Even though the investigation was causing great concern in the diamond section of the Ministry of Economic Warfare, Teton was ordered by the OSS to continue following the leads he had developed. Teton suspected that the Belgian police chief in Leopoldville was involved in the massive smuggling operation, and to test his suspicions he gave money to a Belgian citizen to make illegal diamond purchases in Leopoldville. As Teton suspected, the diamonds 'traced directly to the police chief.
Before Teton could follow the trail any farther, however, e Belgian citizen was arrested by the police. The Belgian identified Teton as his source for the funds, and Teton was declared persona non grata by the governor general of the Congo, and expelled.
It again seemed to the OSS that British interests had stifled the investigation.
In February of 1944, British and American intelligence officials met in Accra to attempt to resolve the jurisdiction problem. Rejecting the OSS idea of an "advisory commission" on diamond smuggling, the British decided instead have a diamond security expert and a mining engineer, bo of whom were to be hand-picked by Sir Ernest Oppenheimer, conduct a security study of the mine. Even though this self-serving plan was never actually implemented, the OSS concluded, "Thus the responsibility for security would have been turned over entirely to the industry."

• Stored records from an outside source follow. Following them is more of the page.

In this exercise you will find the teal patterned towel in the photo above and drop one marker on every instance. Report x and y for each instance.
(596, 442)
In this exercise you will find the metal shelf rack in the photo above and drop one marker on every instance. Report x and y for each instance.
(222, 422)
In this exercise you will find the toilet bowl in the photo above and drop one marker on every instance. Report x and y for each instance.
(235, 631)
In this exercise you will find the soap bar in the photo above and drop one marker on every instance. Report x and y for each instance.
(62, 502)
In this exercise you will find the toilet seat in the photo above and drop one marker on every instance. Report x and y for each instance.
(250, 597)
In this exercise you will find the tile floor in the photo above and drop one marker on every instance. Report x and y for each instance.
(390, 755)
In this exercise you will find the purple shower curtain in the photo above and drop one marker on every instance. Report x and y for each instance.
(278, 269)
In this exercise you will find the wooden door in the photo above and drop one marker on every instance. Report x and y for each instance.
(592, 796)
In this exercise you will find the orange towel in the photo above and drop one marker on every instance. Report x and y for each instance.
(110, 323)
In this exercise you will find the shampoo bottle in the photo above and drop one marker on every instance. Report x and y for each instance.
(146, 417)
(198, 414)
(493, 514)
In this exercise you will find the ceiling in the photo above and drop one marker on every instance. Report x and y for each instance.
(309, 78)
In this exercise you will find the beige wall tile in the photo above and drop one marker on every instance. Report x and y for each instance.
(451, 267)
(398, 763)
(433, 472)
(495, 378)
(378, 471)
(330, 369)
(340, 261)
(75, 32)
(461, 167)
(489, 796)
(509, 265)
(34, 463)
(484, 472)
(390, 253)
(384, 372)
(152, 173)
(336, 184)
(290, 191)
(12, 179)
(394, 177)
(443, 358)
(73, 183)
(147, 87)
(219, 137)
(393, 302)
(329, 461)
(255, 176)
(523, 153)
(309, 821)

Nevertheless, it was decided that British Intelligence would have the responsibility for interdicting the flow of diamonds to the Nazis. The OSS report noted that although this British intelligence operation was initially "well-planned," it was unable to cope with the Syndicate's control of the industry and its dealing with the enemy."
The suggestion that the De Beers-controlled syndicate was "dealing with the enemy" was not accepted; or at least not acted upon by the U.S. War Department. In a secret memorandum, dated November 21, 1944, Patrick A. Gibson wrote Assistant Attorney General Edward S. Stimson, "I suppose that we could not make any allegation that the defendants (De Beers) themselves have prevented effective control of leakage of industrial diamonds to Germany. . . Any theory of this nature would seem to depend upon supporting action by some units of the British Government. Clearly, the British government was not about to investigate such a sensitive matter. It was therefore concluded that it would be imprudent to "be involved in a controversy of this nature." With the end of the war in 1945, the OSS was dissolved, and the question of "dealing with the enemy" was never resolved.
American servicemen returned from overseas and purchased diamond rings for engagements that they had deferred. To meet the new demand, De Beers re-opened its mines in South Africa. The diamond invention had survived the war intact.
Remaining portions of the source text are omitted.